Rabbi Gray added that while he had hoped the College would have considered the holiday in determining move-in dates, he was “pleased” that the College was willing to consider student requests. 

Passover typically occurs later in the spring, but because the holiday overlapped with the College’s move-in dates and quarantine period this year, Gray said that students faced a dilemma in deciding between celebrating alone in quarantine or moving in late. He added that he would have preferred a delay to the start of term.

“Although this was the first year in my time at Dartmouth where Passover began prior to the start of classes, it would’ve been an unbelievable gesture for the College to delay move in dates [until after the end of Passover],” Gray said.

Gray added that while some students he has spoken with chose to prioritize celebrating Passover at home with their families, others returned to campus during the holiday in order to avoid the “inconvenience” of living in the Choates for a week. 

Chabad president Alec Kaplan ’21 said he decided to come to campus during the regular move-in days because he felt that it would not have been possible to have a “normal” Seder with the rest of his family members, who are not vaccinated. 

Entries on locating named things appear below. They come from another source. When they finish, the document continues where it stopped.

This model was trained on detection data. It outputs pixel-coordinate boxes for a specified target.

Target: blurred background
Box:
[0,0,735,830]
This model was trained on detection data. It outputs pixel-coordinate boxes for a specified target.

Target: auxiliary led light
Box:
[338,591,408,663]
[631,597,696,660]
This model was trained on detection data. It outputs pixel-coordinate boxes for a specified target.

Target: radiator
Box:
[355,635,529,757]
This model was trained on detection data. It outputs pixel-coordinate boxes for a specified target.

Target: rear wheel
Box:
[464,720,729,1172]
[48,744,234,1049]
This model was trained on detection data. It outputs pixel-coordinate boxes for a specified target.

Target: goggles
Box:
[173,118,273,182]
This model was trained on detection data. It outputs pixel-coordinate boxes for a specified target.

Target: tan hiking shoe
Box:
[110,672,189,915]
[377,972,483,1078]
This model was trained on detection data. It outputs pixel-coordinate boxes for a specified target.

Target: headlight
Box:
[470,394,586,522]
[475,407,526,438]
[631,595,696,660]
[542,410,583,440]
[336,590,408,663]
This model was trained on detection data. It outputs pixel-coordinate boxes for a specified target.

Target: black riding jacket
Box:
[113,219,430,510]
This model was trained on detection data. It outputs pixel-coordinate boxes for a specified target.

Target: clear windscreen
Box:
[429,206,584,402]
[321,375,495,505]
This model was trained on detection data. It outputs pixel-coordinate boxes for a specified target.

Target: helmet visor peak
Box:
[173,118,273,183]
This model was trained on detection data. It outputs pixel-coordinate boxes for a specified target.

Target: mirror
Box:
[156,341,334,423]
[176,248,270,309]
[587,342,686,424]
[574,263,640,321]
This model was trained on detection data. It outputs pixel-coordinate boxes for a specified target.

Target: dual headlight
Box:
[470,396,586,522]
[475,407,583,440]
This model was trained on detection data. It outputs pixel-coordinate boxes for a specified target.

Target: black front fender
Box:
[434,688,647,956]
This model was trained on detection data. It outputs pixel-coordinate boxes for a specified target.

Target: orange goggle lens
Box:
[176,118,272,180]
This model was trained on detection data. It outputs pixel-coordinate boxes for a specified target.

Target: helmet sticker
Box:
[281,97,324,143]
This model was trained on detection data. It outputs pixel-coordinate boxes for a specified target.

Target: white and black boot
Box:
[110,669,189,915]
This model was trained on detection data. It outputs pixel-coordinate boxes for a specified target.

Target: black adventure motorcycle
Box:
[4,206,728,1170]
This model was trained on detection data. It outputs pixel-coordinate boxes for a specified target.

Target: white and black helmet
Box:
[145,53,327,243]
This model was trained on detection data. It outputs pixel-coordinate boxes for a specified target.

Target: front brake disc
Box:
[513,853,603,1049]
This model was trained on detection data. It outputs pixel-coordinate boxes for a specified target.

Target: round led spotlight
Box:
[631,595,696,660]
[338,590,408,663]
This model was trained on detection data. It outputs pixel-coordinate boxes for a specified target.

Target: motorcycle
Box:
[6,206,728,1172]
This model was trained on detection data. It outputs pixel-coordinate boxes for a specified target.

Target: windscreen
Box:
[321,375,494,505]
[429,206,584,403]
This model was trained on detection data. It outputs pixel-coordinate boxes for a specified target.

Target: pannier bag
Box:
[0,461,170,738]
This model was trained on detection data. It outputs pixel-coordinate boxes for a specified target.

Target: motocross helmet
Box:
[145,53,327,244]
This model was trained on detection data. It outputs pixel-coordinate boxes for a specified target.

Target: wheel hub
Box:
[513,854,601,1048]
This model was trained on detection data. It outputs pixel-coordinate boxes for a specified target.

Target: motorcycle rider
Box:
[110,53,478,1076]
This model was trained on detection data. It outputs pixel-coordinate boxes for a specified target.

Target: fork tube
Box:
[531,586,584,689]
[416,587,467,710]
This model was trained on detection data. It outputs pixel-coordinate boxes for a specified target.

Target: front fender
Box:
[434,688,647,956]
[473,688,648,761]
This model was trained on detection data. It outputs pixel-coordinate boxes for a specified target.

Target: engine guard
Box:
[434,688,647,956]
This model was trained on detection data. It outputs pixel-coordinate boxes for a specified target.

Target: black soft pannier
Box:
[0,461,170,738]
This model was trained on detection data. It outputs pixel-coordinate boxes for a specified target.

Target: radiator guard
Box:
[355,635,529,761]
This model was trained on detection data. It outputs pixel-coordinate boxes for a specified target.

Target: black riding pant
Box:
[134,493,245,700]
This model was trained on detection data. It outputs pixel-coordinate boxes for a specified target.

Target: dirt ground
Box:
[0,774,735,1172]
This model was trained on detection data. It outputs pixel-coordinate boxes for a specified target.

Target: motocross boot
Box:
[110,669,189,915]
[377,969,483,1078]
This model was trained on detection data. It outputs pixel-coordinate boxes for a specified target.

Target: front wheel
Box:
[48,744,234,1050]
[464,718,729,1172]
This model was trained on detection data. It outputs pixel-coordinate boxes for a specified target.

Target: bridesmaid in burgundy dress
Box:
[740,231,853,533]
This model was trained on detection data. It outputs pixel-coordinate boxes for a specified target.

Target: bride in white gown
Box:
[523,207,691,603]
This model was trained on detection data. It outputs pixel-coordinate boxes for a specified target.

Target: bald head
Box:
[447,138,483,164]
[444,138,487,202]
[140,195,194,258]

Ari Garnick ’24 said that he chose to come to campus during the regular move-in period because he thought it would be a “real hassle” to move in and follow quarantine requirements while attending classes. He added that he plans on celebrating the Passover Seders with his family over Zoom.

Garnick added that he ultimately decided to come to campus on time because he wanted access to his dorm.

“Doing the Seders over Zoom is going to suck, but I’d rather not have to live out of a suitcase for a week,” Garnick said.